WAS DEN WIENERINNEN (NICHT) GEFÄLLT – SPONTANE ANTWORTEN

Vielfalt gefällt, die WienerInnen schätzten laut Studie den kulturellen Austausch, die Lebendigkeit, das bunte Stadtbild, die Freundlichkeit und Neugierde der Gäste. Außerdem fördere der Tourismus ein breites Angebot bei Kultur und öffentlichem Verkehr sowie die Renovierung und Instandhaltung von Sehenswürdigkeiten und Gebäuden. Mehrheitlich wisse man auf die Frage mit offener Antwort Gutes zu berichten. „Die Stärke unserer Untersuchung liegt aber auch darin, Einzelstimmen wahrzunehmen und Themen zu erkennen, die nur selten geäußert werden – auch diese Stimmen werden gehört“, erklärt Kettner: Als negative Kritikpunkte (jeweils unter 10 Nennungen bei 2.018 Befragten) wurden etwa überfüllte Innenstadt, Ansammlung von Reisebussen, große Reisegruppen sowie hinterlassener Abfall genannt. Vereinzelt wurde Angst vor größeren Menschenansammlungen oder Kriminalität thematisiert.

BALANCE AUF WISSENSCHAFTLICHER BASIS

Der WienTourismus beschäftigt sich schon seit mehreren Jahren mit dem sensiblen Thema der Tourismusgesinnung. „Ab sofort erfragen wir diese nicht mehr wie bisher nur alle fünf Jahre, sondern betreiben laufendes Monitoring mit Ergebnissen auf jährlicher Basis, um kurzfristiger Erkenntnisse erlangen und gegebenenfalls auf Entwicklungen noch schneller reagieren zu können“, kündigt Kettner an. Außerdem ermögliche der WienTourismus dem Tourismusfachmann Sebastian Ferrari ein vierjähriges Postgraduate-Studium an der MODUL University Vienna, das sich verträglichem Tourismuswachstum in Städten widmet. „Als Auftrag- und Ideengeber erwarten wir uns davon innovative Strategien, mit denen nicht nur Wien, sondern im Sinne des gegenseitigen Lernens Metropolen in ganz Europa Wachstumsszenarien begegnen und diese aktiv gestalten können“, schließt Kettner.
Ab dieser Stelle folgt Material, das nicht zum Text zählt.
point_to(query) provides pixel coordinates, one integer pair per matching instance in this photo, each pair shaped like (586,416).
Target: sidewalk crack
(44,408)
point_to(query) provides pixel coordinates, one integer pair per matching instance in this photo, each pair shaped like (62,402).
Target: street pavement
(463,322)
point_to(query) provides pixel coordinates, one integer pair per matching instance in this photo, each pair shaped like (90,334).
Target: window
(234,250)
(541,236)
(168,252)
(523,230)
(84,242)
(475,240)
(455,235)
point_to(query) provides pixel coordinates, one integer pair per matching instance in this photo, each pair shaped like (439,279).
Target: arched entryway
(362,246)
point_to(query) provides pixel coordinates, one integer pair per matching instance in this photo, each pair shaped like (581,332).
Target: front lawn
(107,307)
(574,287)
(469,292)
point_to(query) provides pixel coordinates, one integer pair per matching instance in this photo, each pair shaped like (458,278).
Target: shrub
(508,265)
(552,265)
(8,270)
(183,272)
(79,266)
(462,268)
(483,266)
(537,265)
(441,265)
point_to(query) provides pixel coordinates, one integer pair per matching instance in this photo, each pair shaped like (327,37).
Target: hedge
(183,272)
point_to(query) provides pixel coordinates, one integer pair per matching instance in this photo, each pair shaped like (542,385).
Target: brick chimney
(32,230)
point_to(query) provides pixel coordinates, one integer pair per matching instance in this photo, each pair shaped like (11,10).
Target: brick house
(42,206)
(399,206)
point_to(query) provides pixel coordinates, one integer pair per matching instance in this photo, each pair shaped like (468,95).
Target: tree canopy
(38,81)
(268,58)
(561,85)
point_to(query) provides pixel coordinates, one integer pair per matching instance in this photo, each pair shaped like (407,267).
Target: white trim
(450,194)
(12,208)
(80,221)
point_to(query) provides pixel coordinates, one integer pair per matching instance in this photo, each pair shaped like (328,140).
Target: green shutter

Im Auftrag des WienTourismus führte die market Marktforschungs-Ges.m.b.H. & Co.KG von 12. Jänner bis 4. Februar 2016 (n = 1.000 Personen) sowie von 18. Juli bis 19. August 2016 (n = 1.018 Personen) eine repräsentative Umfrage unter der Wiener Bevölkerung ab 18 Jahren via Telefon- und Online-Befragung durch.

TOURISMUSSTRATEGIE WIEN 2020

In der Tourismusstrategie Wien 2020 werden unter dem Leitmotiv „Global.Smart.Premium“ Wiens Ziele für die kommenden Jahre formuliert. Im Zuge ihrer Erstellung kam neben der Wiener Tourismusbranche und einem internationalen Fachbeirat im Rahmen eines Open-Innovation-Prozesses auch die Wiener Bevölkerung zu Wort.